The results are based on an analysis of early treatment results from more than 1,000 MDR-TB patients who had been enrolled in the study between April 2015 and March 2018. The study examines outcome from 6 months into a treatment that lasts 15 months or longer. Long-term effectiveness will be measured at end of treatment and during follow-up.

“The early results from these studies offer convincing evidence that these new regimens offer a very promising alternative to the historical regimens that achieve approximately 60 percent success at end of treatment, and to other new treatments that are becoming available,” said Mitnick, who is also an associate professor of global health and social medicine at Harvard Medical School.

“We’re eager to follow these patients as they progress through treatment in order to verify the effectiveness of these new regimens,” she added.

Low-resource Settings

Observational research makes many important contributions to improving treatment outcomes for complex illnesses in complicated populations that it is critical to continue research efforts past the stage of clinical trials in illnesses like tuberculosis, the researchers said.

While tuberculosis has nearly disappeared in wealthier populations, it remains a critical threat to communities with fewer resources. A big part of the challenge of treating MDR-TB is finding regimens that will work in low-resource settings with complex populations that often include great diversity, including many people who might be undernourished and sick with other illnesses.

The partnership is also studying the safety of the new regimens. Preliminary results suggest that side effects from the new regimen may be much less severe than the historical treatment, which has been known to cause deafness and psychosis.

“TB is well-controlled where control is easy,” Mitnick said. “We need to find better ways to treat it where it’s difficult.”

TB during COVID-19

The global reach of endTB has now provided clinicians with invaluable hands-on experience with bedaquiline and delamanid and helped change country guidelines, getting the new drugs registered for use in more than half of endTB’s 17 countries, the researchers said.

The endTB partnership is using the same model for promoting innovation to prepare for what they hope will be the next change on the horizon in care for DR-TB: all-oral, shortened regimens, which are being studied in the current phase of endTB’s clinical trial.

While the implementation program continues to roll out and hopes to reach new patients, the endTB trial has enrolled 465 patients with MDR-TB in new, all-oral regimens that could transform care for drug-resistant TB.
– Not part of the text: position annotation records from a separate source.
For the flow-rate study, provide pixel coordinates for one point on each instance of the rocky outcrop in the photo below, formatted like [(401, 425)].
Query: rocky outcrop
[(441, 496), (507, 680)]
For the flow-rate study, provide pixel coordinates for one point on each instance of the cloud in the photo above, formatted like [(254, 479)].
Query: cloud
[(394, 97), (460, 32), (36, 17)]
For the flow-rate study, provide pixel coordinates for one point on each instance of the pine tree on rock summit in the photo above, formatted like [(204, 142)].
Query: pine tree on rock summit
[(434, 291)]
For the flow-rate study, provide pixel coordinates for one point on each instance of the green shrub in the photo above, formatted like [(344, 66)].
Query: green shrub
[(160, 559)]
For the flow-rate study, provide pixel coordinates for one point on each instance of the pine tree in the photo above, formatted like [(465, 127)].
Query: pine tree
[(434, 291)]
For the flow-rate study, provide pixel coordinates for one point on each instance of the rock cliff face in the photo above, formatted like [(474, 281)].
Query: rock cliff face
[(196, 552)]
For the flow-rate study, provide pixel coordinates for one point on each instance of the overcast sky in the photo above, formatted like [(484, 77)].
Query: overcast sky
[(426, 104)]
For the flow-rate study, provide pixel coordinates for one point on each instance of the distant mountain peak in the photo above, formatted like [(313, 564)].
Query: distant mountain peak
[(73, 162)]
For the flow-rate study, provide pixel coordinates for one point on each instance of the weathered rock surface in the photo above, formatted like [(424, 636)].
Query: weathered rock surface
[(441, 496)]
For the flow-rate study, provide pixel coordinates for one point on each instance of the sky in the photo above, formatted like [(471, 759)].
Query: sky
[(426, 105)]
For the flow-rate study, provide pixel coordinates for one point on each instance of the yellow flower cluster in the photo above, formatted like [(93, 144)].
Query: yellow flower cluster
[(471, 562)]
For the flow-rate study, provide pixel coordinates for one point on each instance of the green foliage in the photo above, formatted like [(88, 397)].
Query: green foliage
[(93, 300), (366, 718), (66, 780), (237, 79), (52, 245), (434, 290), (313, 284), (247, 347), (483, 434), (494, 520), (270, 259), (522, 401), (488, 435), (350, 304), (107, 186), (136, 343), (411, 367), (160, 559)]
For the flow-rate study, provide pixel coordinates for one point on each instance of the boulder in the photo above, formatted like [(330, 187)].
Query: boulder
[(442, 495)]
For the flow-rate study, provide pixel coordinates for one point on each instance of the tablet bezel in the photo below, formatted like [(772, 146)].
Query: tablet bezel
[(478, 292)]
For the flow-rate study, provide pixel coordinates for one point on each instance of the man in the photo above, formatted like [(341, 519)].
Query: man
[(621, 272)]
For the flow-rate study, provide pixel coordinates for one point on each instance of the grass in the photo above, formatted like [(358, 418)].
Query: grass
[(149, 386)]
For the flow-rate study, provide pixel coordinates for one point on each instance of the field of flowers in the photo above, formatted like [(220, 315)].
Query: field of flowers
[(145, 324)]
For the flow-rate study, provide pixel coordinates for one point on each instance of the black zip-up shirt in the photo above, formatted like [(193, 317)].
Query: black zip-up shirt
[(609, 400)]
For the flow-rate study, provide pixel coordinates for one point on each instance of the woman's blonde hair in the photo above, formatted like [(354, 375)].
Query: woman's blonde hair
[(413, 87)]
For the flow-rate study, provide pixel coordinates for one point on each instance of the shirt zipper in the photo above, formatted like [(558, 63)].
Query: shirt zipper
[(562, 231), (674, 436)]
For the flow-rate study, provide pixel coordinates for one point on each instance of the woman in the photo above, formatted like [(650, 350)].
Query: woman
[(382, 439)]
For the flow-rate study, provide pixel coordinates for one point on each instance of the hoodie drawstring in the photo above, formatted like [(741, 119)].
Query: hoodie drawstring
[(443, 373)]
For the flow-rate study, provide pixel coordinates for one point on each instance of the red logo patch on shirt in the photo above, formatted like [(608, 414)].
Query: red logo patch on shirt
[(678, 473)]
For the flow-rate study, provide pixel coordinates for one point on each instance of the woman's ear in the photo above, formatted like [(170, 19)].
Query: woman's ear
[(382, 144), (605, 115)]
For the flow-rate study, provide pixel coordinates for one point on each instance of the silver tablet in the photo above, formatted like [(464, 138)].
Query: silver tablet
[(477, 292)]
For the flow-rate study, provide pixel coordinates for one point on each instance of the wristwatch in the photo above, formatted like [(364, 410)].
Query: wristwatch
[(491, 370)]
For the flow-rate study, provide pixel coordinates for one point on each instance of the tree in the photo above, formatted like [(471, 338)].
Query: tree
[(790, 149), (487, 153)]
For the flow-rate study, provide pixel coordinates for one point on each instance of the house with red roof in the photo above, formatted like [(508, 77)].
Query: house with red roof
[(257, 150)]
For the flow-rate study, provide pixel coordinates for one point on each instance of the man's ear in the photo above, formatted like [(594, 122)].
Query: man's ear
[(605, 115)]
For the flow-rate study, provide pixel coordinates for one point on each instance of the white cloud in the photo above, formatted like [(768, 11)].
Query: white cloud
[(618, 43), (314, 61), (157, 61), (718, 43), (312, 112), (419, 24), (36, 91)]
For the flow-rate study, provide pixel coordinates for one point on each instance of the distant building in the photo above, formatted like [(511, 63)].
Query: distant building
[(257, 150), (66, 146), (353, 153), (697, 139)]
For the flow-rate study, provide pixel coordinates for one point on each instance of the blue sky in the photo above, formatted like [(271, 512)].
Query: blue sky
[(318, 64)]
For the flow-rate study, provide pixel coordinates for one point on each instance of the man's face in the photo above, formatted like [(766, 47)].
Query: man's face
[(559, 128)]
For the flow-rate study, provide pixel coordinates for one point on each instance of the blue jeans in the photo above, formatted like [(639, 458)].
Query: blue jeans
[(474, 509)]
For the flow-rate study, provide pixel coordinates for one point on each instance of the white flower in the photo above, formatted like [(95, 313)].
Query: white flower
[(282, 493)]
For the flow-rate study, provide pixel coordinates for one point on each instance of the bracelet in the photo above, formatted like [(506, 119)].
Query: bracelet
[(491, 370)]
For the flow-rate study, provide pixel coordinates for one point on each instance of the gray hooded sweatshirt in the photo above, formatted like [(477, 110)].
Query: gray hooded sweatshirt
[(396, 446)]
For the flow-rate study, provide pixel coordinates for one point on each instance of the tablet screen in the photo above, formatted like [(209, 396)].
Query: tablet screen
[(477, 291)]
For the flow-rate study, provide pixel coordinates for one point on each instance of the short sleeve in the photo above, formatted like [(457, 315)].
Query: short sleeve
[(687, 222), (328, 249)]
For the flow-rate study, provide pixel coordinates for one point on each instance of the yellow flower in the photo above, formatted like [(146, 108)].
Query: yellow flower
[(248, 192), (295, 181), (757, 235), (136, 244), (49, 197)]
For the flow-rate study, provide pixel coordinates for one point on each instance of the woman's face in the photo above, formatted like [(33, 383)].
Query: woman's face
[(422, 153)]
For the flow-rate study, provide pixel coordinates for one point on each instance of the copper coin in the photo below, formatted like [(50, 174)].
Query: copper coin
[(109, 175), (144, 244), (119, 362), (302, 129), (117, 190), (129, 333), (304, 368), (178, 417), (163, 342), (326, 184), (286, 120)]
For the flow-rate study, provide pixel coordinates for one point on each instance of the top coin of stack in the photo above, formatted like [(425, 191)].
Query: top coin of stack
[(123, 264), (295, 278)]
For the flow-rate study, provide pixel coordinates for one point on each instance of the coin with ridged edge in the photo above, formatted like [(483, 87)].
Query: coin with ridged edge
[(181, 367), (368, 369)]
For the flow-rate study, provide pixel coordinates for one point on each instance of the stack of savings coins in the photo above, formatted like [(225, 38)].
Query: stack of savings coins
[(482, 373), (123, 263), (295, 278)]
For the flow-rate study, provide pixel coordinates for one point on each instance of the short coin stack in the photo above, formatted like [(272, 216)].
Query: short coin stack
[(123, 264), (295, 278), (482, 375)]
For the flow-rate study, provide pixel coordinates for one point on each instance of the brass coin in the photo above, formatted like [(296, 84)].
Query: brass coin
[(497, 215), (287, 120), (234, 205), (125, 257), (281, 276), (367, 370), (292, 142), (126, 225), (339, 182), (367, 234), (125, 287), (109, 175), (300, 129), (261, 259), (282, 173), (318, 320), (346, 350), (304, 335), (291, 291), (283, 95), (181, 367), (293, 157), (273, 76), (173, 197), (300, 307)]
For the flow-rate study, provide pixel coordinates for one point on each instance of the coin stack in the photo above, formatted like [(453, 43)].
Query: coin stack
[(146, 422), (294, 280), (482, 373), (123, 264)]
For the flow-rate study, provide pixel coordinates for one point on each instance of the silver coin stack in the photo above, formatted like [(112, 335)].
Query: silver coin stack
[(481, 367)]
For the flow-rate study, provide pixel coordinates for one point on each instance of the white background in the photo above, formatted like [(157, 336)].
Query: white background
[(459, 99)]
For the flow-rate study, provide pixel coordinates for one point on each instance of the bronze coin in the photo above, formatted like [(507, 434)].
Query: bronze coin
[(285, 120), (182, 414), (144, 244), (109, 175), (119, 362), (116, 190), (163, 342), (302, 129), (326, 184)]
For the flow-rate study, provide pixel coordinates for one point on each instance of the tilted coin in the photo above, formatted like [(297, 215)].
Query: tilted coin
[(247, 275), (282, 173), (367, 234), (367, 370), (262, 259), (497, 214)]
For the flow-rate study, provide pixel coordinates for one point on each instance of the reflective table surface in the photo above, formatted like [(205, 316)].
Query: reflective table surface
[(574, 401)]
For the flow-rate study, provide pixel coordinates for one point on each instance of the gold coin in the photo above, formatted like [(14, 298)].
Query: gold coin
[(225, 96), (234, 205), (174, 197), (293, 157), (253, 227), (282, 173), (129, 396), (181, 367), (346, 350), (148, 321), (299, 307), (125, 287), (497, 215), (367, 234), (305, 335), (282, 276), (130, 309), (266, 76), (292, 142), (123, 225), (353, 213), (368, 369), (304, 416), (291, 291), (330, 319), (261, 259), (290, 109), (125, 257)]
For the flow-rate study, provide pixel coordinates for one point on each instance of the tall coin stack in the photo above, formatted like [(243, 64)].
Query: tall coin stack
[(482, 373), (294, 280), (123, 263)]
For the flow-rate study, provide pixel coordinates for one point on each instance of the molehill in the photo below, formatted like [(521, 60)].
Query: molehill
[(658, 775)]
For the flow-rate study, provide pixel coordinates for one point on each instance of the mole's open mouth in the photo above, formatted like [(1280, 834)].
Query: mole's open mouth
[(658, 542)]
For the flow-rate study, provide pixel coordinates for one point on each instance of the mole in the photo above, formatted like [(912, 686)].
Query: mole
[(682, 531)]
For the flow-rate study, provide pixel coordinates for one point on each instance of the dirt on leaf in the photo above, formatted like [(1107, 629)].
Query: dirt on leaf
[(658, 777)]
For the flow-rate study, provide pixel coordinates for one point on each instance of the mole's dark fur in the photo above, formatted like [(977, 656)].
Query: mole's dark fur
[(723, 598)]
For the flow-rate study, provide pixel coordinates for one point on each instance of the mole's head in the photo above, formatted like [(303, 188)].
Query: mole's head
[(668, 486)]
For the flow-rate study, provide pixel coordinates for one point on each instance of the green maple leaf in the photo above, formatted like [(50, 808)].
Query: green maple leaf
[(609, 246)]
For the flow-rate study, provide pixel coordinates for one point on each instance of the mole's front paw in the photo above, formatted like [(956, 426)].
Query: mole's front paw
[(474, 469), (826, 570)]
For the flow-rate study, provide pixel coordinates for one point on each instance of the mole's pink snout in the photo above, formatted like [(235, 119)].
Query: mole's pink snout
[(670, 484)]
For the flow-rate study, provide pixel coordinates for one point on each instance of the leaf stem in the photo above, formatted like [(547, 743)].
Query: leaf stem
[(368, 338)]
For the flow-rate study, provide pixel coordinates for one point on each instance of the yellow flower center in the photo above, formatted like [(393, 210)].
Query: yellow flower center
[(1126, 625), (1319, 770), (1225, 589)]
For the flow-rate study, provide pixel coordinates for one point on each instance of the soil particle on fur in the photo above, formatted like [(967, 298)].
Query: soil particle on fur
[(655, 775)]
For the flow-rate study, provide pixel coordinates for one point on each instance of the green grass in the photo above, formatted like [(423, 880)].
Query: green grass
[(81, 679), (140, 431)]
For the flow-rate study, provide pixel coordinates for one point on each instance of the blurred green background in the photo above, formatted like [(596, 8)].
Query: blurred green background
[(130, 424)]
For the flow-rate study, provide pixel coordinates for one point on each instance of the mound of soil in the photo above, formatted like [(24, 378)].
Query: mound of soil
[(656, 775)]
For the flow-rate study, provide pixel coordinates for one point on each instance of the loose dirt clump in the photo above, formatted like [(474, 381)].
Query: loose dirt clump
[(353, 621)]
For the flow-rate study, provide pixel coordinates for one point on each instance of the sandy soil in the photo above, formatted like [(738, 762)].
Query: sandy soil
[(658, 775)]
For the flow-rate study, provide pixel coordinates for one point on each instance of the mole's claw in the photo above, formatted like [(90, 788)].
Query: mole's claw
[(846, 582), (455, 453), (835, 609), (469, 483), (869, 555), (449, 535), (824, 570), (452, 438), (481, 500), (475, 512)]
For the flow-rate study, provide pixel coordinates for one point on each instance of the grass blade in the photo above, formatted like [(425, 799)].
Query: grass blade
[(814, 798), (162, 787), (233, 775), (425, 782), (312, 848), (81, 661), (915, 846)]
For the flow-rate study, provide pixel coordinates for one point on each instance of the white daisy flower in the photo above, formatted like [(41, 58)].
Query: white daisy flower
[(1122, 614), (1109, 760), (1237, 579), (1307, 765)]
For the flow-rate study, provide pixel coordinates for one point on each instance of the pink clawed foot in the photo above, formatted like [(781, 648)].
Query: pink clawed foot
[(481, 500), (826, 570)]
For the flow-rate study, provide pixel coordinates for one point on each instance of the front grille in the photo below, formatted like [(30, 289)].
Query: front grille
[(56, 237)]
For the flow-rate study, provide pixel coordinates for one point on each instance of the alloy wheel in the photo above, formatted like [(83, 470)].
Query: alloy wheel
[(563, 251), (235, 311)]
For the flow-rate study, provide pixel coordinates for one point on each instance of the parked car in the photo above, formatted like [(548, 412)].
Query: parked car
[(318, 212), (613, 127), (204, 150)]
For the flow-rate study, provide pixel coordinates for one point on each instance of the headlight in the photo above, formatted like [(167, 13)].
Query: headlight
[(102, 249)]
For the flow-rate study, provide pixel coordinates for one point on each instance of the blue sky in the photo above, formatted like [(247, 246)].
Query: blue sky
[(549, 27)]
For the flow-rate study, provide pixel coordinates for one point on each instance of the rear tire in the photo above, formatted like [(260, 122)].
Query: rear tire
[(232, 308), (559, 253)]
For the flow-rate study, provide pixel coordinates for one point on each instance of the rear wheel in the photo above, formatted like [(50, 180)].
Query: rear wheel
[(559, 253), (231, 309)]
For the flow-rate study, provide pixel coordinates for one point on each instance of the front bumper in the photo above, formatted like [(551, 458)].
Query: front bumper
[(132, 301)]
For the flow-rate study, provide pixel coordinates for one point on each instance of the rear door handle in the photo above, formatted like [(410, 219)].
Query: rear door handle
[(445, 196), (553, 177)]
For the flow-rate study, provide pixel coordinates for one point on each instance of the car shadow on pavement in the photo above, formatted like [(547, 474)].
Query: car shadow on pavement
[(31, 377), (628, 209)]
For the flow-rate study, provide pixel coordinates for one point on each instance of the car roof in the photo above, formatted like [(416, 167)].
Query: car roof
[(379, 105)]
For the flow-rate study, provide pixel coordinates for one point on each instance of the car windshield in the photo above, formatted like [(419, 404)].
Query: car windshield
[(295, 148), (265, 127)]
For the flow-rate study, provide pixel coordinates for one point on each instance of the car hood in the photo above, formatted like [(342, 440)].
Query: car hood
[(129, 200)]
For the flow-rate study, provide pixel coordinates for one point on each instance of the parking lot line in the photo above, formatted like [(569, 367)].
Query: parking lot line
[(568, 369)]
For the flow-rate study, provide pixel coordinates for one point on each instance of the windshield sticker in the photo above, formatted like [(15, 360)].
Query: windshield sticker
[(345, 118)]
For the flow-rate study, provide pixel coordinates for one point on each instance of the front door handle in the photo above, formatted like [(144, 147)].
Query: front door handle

The all-oral regimens used in the endTB observational study and the shortened all-oral regimens studied in the trials would be particularly helpful during international health crises like the coronavirus pandemic, the researchers noted. These all-oral regimens are much easier to deliver in routine times and especially so in times of extreme crises that affect health systems (pandemic, war, disasters).

“The majority of these regimens were without an injectable, so people didn’t have to go to health facilities daily to get injected as part of their treatment,” Mitnick said. ”That certainly is helpful at a time when there is enormous pressure on health systems and TB services have been pretty much decimated by the COVID-19 outbreak.”